2007 NSTI Nanotechnology Conference and Trade Show - Nanotech 2007 - 10th Annual

NMR as a tool to directly measure the surface area of nanoparticulate dispersions

D. Fairhurst and T. Cosgrove
XiGo Nanotools Inc., US

surface area, NMR, dispersion

The need to determine the surface area of materials is well established. The most widely employed technique is that of gas adsorption but it is only useful for analyzing dry powders. However, the overwhelming majority of manufactured products involve suspensions of particulate materials in some fluid, either in the final state or at some stage of their production. We describe a revolutionary instrument designed to measure the surface area of nanoscale particles dispersed in a liquid. This new (patent pending) technique is based on nuclear magnetic resonance (NMR) and it offers many advantages in comparison with conventional surface area instrumentation. The technique is based on the fact that liquid in contact with, or “bound” to, the surface of a particle behaves differently from that of the bulk or “free” liquid.

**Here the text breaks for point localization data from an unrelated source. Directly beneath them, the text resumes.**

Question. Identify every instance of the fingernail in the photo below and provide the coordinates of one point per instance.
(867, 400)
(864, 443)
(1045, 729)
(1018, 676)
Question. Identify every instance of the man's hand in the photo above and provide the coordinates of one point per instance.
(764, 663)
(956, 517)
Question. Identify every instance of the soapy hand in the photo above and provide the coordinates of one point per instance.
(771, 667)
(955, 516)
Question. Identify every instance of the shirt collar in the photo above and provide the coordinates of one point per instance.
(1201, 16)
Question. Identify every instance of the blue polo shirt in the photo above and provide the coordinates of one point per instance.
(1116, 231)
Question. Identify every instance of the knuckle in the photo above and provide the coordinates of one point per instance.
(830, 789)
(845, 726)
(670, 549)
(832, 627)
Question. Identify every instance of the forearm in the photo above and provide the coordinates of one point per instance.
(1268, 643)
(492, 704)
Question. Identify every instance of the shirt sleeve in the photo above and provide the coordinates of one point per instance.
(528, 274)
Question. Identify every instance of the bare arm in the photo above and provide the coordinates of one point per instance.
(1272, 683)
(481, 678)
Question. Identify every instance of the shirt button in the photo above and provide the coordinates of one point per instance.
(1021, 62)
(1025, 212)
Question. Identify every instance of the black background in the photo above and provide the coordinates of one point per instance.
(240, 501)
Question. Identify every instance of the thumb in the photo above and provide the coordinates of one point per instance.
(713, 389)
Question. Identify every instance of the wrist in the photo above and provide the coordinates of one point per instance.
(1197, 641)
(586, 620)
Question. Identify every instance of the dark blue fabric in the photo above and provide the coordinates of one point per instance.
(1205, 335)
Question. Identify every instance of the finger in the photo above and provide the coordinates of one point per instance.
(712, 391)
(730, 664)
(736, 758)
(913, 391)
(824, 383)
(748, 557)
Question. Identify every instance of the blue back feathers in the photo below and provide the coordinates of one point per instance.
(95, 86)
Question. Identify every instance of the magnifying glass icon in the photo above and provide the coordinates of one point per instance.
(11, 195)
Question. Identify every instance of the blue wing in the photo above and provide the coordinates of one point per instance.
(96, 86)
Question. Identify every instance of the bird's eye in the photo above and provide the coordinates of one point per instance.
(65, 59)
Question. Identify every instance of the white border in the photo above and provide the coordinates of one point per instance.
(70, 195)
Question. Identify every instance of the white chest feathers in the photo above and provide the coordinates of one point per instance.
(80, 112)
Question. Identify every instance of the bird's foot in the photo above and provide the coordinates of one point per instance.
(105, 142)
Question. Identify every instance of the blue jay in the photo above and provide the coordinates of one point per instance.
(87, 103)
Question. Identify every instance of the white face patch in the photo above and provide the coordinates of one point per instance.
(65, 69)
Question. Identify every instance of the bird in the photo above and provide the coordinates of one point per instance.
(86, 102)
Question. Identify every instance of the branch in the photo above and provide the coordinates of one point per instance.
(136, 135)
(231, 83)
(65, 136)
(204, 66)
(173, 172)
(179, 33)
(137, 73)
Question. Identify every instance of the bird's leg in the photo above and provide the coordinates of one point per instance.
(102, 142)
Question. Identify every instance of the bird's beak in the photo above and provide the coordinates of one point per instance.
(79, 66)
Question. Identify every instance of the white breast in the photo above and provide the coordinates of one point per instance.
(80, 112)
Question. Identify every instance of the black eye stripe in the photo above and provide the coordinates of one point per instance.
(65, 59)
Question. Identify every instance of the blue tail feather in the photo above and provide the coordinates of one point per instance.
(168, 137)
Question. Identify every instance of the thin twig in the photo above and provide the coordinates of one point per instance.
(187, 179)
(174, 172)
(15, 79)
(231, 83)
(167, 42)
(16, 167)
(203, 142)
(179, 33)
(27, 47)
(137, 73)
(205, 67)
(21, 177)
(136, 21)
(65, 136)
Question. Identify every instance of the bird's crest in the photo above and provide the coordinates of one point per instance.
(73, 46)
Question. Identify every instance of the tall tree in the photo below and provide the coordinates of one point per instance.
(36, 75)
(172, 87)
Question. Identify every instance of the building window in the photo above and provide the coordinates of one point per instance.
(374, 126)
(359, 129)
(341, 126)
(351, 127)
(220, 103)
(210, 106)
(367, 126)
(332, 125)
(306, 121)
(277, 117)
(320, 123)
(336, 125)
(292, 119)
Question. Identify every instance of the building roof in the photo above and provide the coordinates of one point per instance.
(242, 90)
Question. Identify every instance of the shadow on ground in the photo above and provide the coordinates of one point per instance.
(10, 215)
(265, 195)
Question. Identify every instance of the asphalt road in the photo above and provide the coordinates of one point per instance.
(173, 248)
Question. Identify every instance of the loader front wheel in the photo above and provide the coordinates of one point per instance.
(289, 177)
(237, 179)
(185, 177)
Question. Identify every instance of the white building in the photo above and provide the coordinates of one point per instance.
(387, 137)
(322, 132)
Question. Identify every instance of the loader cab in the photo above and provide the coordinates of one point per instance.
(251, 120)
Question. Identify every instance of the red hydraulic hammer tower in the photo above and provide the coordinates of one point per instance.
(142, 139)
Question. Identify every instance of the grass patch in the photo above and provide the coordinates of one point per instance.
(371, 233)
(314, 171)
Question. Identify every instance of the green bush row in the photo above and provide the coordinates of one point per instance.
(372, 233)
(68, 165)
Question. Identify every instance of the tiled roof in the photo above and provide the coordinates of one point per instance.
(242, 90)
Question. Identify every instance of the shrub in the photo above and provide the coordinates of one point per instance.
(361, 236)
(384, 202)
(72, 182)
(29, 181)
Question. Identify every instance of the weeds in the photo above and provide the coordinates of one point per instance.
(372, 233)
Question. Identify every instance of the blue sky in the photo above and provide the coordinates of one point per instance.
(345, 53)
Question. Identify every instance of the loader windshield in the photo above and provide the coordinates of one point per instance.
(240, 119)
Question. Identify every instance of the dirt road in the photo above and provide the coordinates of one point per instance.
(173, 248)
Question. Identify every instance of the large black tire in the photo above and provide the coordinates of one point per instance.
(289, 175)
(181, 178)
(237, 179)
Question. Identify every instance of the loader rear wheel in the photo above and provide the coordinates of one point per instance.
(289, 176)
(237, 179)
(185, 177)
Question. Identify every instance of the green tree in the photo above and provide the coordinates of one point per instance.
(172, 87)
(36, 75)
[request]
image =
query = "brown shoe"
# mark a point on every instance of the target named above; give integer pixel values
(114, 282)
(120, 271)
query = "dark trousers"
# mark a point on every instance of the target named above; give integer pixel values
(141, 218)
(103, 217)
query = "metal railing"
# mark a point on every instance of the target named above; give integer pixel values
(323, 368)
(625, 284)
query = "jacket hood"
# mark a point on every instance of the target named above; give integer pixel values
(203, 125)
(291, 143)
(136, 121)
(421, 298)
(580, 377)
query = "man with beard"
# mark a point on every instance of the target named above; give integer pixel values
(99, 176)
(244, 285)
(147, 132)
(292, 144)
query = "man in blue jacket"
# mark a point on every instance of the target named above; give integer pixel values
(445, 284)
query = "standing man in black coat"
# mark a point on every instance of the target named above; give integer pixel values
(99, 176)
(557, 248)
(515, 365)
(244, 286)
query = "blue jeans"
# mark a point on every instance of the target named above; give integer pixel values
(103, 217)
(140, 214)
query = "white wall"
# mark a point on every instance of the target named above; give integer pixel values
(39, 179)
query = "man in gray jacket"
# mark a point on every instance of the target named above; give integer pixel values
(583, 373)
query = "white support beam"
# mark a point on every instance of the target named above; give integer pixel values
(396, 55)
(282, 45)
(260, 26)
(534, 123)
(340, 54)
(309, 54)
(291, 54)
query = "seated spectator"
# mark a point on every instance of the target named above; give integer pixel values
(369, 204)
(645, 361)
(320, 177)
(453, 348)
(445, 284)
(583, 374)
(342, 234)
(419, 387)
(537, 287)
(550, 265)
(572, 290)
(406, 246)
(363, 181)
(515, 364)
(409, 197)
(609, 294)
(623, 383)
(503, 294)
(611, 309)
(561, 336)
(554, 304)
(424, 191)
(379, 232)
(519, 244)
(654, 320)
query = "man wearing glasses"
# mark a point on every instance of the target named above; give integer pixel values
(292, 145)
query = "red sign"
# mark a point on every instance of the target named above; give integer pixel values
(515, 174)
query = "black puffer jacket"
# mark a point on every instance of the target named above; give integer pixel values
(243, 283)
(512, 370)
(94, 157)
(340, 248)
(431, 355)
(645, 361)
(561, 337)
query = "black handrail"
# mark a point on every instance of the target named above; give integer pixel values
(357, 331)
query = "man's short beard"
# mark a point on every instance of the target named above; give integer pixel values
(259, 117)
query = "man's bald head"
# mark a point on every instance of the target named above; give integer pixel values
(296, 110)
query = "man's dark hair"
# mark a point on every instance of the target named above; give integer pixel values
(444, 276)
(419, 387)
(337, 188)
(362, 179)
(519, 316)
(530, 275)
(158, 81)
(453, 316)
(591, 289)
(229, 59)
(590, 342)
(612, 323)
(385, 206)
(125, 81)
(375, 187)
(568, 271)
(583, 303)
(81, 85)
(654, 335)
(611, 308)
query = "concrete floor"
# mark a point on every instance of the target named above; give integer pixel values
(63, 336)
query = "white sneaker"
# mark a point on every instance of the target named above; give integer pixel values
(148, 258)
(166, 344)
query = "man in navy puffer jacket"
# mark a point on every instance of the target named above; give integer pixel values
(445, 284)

The NMR relaxation time of bound versus bulk liquid is markedly different: the relaxation time of the latter is much longer. Suspensions can be measured non-invasively, without dilution. The upper limit in concentration is essentially unlimited; the lower limit is about 1-2%. The theory underpinning this new approach to surface area measurement will be discussed and examples given to illustrate its wide applicability.